Una relies on deception when she constructs her new identity for Bellevue, and she uses her skill with clothing and backstory to avoid arrest; Despite this ruse, though, she still experiences moments of authenticity. Her deceit isolates her and traps her inside her own inventions. Her relationship with Dr. Edwin Westervelt makes this conflict visible. Their growing romance exposes the distance between her polished performance as a woman from Maine and her life as a thief. At one point, she acknowledges to herself that Edwin “deserved far better than a thief and an imposter” (264). Although she has framed her presence at Bellevue around a lie, she is conflicted because she is developing genuine feelings for Edwin, and others like her patients and Dru. When she finally tells Edwin about her past, she says, “I’ve stolen many things in my life” (315). Her confession shows the weight of carrying two selves and the emotional cost of deception.

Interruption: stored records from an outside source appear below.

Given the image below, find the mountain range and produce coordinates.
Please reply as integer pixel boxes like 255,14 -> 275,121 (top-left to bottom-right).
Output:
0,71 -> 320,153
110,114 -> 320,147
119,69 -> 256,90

Ultimately, the disguise she builds becomes the setting in which she changes. Nursing draws her toward work that requires steadiness and a willingness to confront pain. Tasks that might begin as part of her performance, such as steadying a patient or assisting during a difficult moment, spark a capacity for empathy she has not used before. The routine and pressure remake her from the outside in and begin to outweigh her criminal past. When confronted with Superintendent Perkins and the police after she exposed Conor as the murderer, Una chooses honesty: “Best to tell them the truth, and hope that they believed her” (344). Her experiences at Bellevue and her decisions to put others first have led Una to opt for a more genuine approach to life. By choosing the truth, she is embracing a new, real identity. Through her work as a nurse trainee, Una discovers her invented personas have led her to a more honest life with purpose.


In the end, when Superintendent Perkins gives Una the chance to continue working at Bellevue without a diploma or pin, she accepts. Her choice shows that she now cares about the work itself instead of the appearance of legitimacy attached to credentials. Skenandore’s narrative suggests that truth can emerge through action even when it begins as an elaborate lie.